As Fig. 2a shows, there are three reduction peaks and two oxidation peaks in the cyclic voltammetry. The reduction potential located at 0.4 V corresponds to the reduction of Ag⁺ to Ag. This was confirmed by depositing at that potential and analyzing the resulting deposit. The reduction peak at around 0.1 V is due to the reduction of Ag⁺ and H₂SeO₃ to Ag₂Se according to reaction (1). And the last reduction peak around −0.6 V corresponds to the reduction of Ag₂Se to elemental silver and H₂Se anions. This was confirmed by depositing at that potential, where no deposit was obtained after 2 h. Fig. 2b shows the silver selenide reduction peak in detail. Since the purpose of this study is to obtain silver selenide films, the electrodeposition was performed at different reduction potentials located around the silver selenide reduction peak, as shown in Fig. 2b.
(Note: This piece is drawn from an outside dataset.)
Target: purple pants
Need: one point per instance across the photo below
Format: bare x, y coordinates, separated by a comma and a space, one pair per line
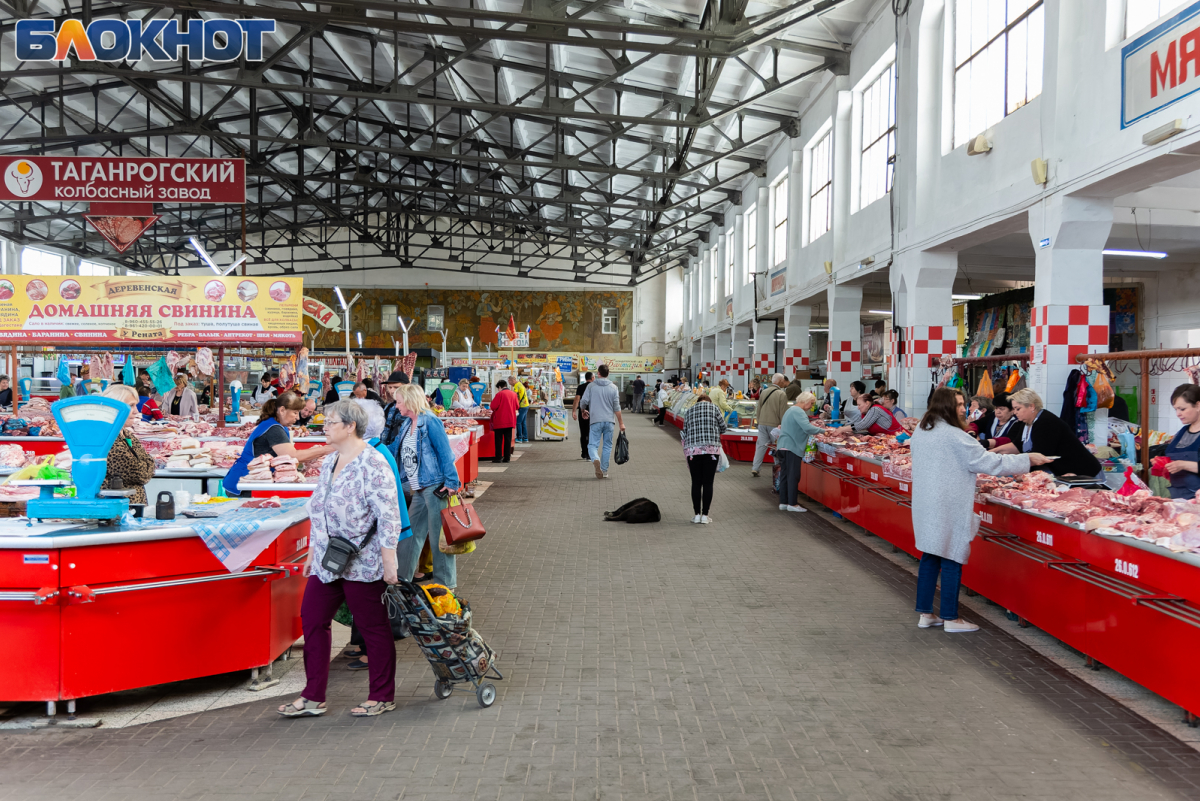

The electrodeposition time was 2 h for all the grown films.

Compositional, morphological, and structural characterization of silver selenide films

Once the silver selenide films were electrodeposited at different reduction potentials for 2 h, the compositions of such films were analyzed by EDX (see Table 2).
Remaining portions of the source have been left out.